Overview of our pipeline. The encoder learns to map images to their associated pose. The matrix R rotates a slice of 3D coordinates in Fourier space. The coordinates are fed into a neural representation of the volume. The output is multiplied by the contrast transfer function (CTF) and the translation operator T to build the Fourier representation of the volume. Differentiable parameters are represented in blue.

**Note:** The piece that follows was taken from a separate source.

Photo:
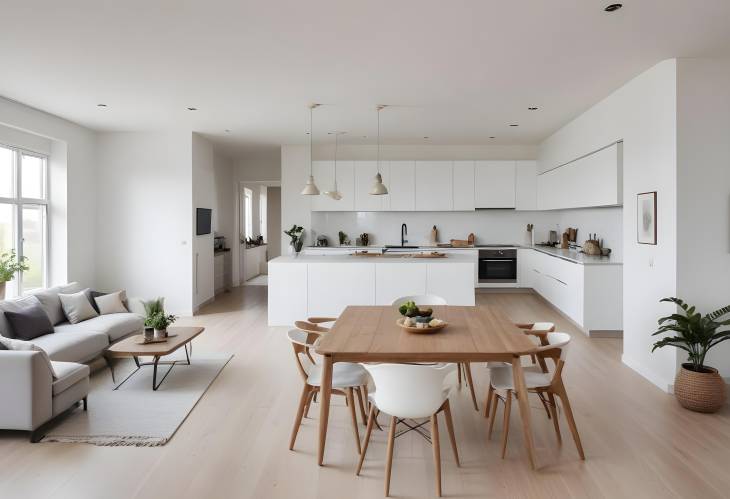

Time to reach 10 Å of resolution with CryoAI (range and average over 5 runs per datapoint) and cryoSPARC vs. number of images in the simulated 80S dataset. As opposed to existing tools, which scale poorly with increasing dataset sizes, cryoAI provides a nearly constant runtime that amortizes with the size of the dataset, i.e., the number of cryo-EM particle images.

results

Estimated volume of simulated 80S dataset at initialization and after 35 mins of running cryoAI vs. cryoSPARC after convergence, with 9M images.

Volume reconstruction on a noisy simulated dataset of the spike protein (L=128, pixel size 3.00 Å).

Volume reconstruction on a noisy simulated dataset of the spliceosome (L=128, pixel size 4.25 Å).

Volume reconstruction when using a L2 loss vs. the proposed symmetrized loss with simulated noise-free simulated adenylate kinase. The latter prevents the model from getting stuck in a symmetrical local minimum.

Volume reconstruction of a noisy experimental dataset of an 80S ribosome.